In the period from 25-26 April, 2013 N.I. Vavilov Research Institute of Plant Industry hosted an international workshop for scientists and specialists working on issues of industrial cultivations, processing and breeding of hemp in Baltic region countries. 35 participants represented countries traditionally cultivating and processing hemp – these are Russia, Germany, Latvia, Norway, Poland, Finland, Sweden and Estonia. Attendees discussed current status and future development of biomass processing in various high-tech areas as well as biochar production.
The workshop was to unite efforts of researchers, engineers and entrepreneurs in developing a comprehensive use of biomass, discovering unique opportunities and expansion of products such as fiber, vegetable oil obtained from seeds and essential oil produced from inflorescences, highly nutritious hemp seeds in historical cultivation areas of Baltic region countries.

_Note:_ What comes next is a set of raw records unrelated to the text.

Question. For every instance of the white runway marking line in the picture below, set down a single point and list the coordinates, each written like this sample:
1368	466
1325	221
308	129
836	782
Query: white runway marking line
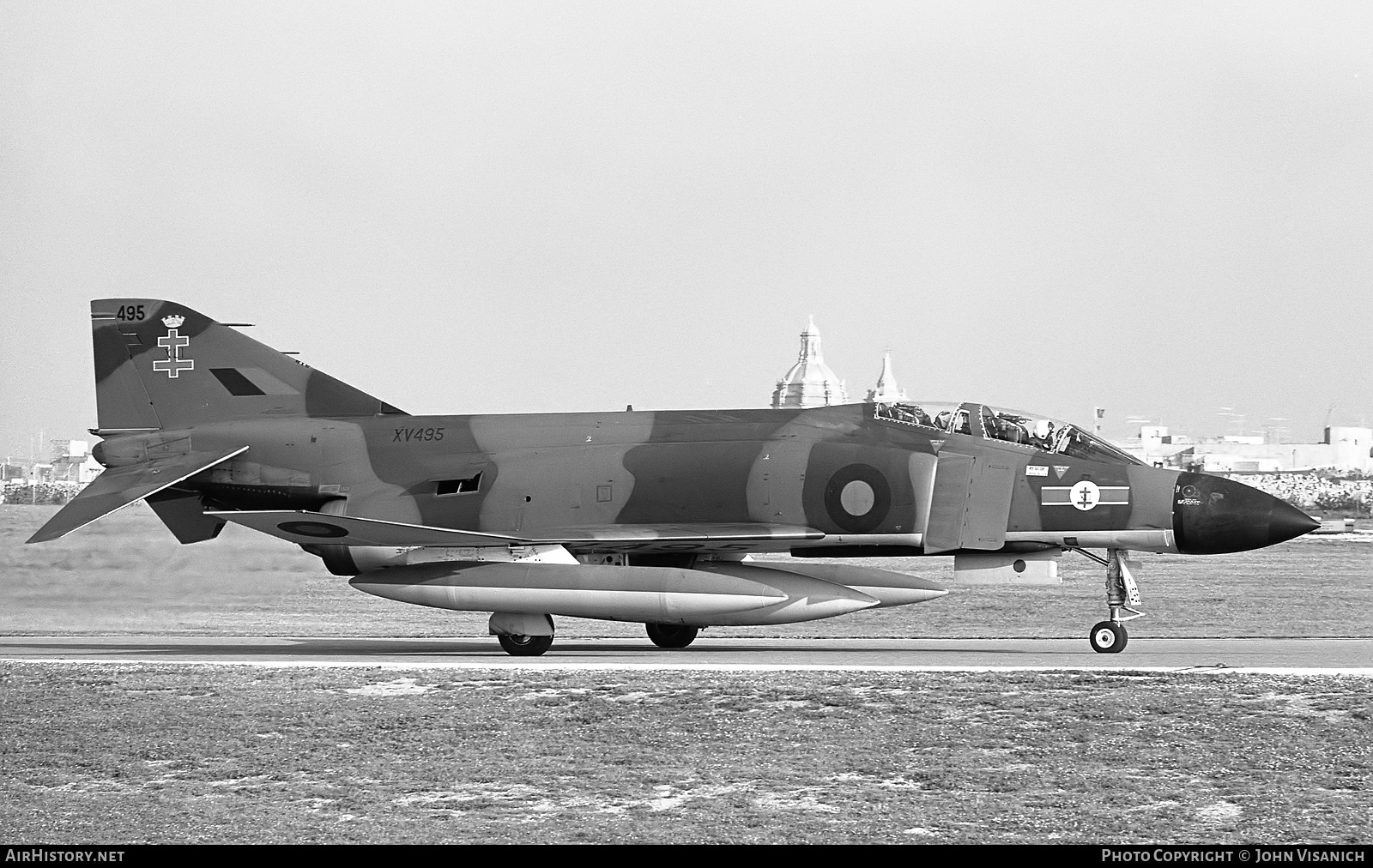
525	665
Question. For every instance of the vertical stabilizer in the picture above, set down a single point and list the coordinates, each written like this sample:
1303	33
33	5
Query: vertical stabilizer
164	365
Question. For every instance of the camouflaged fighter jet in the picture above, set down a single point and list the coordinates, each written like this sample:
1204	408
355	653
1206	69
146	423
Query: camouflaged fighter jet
624	515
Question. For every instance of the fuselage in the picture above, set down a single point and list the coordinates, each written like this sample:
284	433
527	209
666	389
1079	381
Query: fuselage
862	479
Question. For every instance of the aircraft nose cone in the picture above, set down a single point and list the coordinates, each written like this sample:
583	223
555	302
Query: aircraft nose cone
1213	515
1288	522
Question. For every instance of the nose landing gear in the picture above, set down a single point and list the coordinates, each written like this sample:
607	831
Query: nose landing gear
1110	636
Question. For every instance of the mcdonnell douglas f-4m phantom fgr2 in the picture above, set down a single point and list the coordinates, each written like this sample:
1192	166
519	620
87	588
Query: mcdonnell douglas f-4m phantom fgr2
629	515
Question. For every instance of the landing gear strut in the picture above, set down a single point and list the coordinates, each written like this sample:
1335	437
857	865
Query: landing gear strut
672	635
1122	594
522	633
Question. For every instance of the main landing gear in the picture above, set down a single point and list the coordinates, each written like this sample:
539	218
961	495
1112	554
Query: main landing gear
1110	636
672	635
522	635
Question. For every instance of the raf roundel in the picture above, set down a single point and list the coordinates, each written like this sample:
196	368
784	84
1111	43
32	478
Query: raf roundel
857	497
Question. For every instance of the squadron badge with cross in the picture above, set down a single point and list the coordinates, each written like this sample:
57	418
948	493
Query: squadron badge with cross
173	344
1085	496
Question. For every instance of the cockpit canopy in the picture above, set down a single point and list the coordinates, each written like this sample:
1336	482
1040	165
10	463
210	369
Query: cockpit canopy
1013	426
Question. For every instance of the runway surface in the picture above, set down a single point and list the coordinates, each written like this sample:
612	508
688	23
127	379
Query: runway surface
1260	655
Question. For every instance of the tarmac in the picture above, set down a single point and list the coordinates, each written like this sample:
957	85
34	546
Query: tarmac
1270	655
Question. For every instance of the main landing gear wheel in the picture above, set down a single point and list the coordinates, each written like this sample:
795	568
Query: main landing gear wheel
1109	637
525	646
672	635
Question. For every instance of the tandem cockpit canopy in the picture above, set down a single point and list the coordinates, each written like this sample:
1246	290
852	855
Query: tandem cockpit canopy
1009	426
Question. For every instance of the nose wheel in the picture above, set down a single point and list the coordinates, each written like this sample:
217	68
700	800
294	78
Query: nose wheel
1110	636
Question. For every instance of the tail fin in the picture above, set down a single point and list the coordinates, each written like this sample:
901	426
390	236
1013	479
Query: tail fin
164	365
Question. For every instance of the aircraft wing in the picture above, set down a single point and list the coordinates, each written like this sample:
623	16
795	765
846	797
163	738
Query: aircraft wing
312	527
120	486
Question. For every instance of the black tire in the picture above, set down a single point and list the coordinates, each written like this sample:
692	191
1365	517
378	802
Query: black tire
525	646
1109	637
672	635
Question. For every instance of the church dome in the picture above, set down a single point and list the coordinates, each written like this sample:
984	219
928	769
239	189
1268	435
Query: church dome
809	382
887	392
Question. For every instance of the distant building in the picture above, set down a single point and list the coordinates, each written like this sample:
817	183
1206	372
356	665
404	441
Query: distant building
886	392
809	382
1345	448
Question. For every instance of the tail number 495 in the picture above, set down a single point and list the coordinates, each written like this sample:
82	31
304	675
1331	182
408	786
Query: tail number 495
404	436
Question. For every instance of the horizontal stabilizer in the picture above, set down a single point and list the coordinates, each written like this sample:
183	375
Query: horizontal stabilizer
120	486
313	527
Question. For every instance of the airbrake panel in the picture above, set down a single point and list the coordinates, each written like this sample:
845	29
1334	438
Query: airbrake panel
970	504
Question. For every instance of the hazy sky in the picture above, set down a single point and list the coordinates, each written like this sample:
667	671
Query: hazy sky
1158	208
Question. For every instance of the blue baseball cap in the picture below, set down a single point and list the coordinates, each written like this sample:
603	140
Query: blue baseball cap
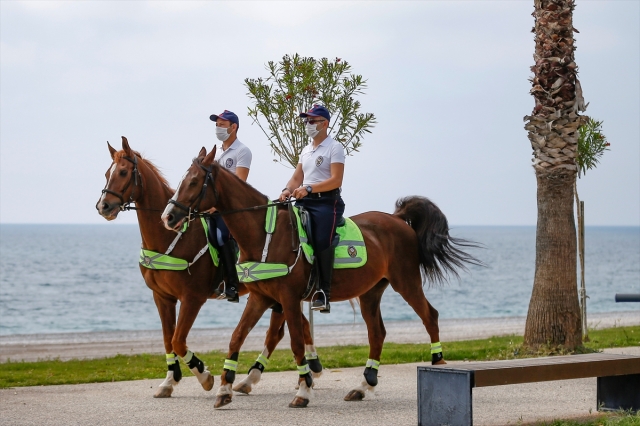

Russia is widely known as a country traditionally cultivating and processing hemp. Publications of domestic scientists on developing non-drug cultivars are recognized worldwide. The meeting in Saint-Petersburg was to give a positive impulse to international cooperation, that was launched during the last workshop in Latvia, to let in Russian specialists in the framework of German-Russian scientific cooperation network, as well as to the multilateral cooperation system of Baltic countries region.
The workshop combined two sessions: presentations on biochar and hemp. Specialists have been discussing issues of vegetable fiber production in the region. In particular they stressed sharp decline in fibre flax (Linum usitatissimum) production in Europe. The European area under cultivation does not exceed 70 thousand hectares. At the same time France and Belgium sow about 60 thousand hectares; cultivation of flax is completely halted in Germany; virtually minimized or halted in Great Britain, Netherlands, Estonia, Latvia, Poland, Czech Republic, Sweden, Denmark, Spain, Portugal and Ukraine.
The discussion revealed that while wrongly relating hemp to vegetable drugs, in Europe it`s considered as one of the main industrial crops with a planting acreage as of 15 thousand hectares. Some lines of hemp processing were considered acute, economically valuable and recommended for introduction in Baltic region countries.
Given that participants of the workshop concluded to extensively develop breeding and genetic research of hemp, to collect, study, evaluate its genetic resources.